Franck PETIT est basé à Strasbourg, mais originaire du Doubs.

La photographie a commencé en 1988 alors que mon oncle Louis m’avait offert un appareil photo pour la réussite de mon baccalauréat.  Puis j’ai assez vite abandonné pour reprendre en 2010 en suivant des formations à Besançon, Ecole d’Arles et autres workshops avec des photographes professionnels et une année à La chambre de Strasbourg.

Mes préférences vont aux portraits, image de rue, documentaires, les thèmes sociaux sont souvent traités, ce que l’on appelle photographie humaniste. C’est pour cela que mes photographes préférés sont : Ara Güler , Nan Goldin, Depardon, Cartier-Bresson.

La photographie est un plaisir pour moi, je n’en vis pas et ainsi je me sens assez libre.
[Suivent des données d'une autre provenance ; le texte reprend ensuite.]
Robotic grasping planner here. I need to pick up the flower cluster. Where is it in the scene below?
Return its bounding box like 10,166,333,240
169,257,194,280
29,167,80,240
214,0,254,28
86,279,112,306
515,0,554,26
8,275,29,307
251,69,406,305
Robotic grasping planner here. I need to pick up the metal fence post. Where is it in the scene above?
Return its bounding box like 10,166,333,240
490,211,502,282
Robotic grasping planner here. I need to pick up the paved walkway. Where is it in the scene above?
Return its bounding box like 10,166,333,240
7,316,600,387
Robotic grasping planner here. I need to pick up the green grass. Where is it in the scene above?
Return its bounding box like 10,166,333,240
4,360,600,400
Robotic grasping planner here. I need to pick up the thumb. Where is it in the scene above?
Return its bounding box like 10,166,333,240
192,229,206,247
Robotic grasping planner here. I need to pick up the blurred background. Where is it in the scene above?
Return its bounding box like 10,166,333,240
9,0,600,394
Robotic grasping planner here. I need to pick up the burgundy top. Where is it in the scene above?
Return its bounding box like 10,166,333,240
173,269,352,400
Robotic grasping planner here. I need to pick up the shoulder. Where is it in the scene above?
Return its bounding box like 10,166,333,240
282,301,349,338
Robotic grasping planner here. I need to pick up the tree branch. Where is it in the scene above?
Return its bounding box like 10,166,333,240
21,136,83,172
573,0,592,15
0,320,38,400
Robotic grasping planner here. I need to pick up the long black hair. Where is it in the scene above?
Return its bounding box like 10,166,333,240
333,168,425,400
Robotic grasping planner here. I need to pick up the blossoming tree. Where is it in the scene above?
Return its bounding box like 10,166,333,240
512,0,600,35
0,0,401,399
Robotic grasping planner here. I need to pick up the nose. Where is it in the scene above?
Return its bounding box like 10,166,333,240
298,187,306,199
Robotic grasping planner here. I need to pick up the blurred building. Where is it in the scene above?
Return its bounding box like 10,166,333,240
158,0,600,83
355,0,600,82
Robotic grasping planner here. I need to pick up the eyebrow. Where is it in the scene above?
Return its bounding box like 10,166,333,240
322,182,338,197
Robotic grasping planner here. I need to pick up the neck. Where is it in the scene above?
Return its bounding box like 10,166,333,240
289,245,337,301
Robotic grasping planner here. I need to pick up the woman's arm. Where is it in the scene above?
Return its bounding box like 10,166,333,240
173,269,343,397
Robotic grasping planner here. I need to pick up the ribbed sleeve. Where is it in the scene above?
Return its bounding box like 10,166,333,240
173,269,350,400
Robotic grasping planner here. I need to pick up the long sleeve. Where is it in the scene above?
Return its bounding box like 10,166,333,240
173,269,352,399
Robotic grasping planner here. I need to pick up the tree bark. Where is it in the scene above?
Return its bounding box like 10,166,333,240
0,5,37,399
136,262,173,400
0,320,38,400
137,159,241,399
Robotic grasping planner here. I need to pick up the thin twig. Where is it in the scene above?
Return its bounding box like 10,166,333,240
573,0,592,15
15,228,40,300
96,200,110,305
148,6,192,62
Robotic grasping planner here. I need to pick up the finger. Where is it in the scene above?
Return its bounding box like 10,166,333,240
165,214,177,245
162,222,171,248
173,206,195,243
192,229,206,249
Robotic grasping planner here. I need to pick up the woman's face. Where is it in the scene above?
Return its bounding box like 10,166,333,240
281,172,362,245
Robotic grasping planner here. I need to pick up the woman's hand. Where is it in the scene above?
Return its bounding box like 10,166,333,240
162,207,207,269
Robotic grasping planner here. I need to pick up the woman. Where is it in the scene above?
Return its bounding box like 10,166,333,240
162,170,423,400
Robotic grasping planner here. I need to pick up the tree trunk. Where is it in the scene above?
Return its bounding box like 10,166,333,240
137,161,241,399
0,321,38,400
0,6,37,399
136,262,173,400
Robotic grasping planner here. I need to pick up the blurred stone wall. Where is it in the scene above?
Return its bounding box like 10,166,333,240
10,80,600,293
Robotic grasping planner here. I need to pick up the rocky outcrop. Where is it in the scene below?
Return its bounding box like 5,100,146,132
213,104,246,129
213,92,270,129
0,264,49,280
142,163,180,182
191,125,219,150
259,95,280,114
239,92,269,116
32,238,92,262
Techniquement j’ai encore à apprendre mais par des photos relativement simples je cherche avant tout en exposant une série, à raconter une histoire.

Démarche artistique

Uber dreams, rêves de liberté

Nous avons déjà tous passé une commande pour une livraison à domicile sans savoir quelles conséquences cela pouvait occasionner.

Envie d’être libres, nos livreurs de l’ombre sont pour la plus part d’entre eux dans une situation difficile.

Ils s’appellent Kader, Ali, Fred d’origine algérienne, afghane, pakistanaise ou française, ils sont des  acteurs de l’ubérisation auxquels nous ne prêtons plus attention.

La patience, leurs parler dans leur langue natale, les observer attentivement m’ont permis d’entrer en contact avec eux afin de comprendre le fonctionnement de ce système ainsi que d’entrer dans leur intimité.

Oui certains ont fait ce choix d’exercer cette activité et en sont très satisfaits. D’autres trouvent cela difficile car le nombre de livreurs a augmenté sur Strasbourg. Après 2 bonnes années, la rémunération à la course est devenue plus faible et les clients consomment différemment.

Ils sont l’image forte d’une mutation du travail dans notre société. Ils incarnent à la fois la liberté promise par les nouvelles technologies et la précarité que ce modèle peut engendrer.


Dans quel monde, vivons-nous ?

 

Démarche artistique

A la limite du reportage, cette série, comme la plus part de mes séries est basée sur l’observation de l’humain.

Cette fois-ci, j’ai choisi de travailler encore plus proches des personnages pour en montrer la force autant que la difficulté dans laquelle ils se trouvent.

Les sujets sont pris sur le vifs, dans leurs conditions de travail quotidiennes et dans leur environnement dans une grande cité urbaine.

Ces images témoignent de rencontres de personnes auxquelles nous ne prêtons pas attention.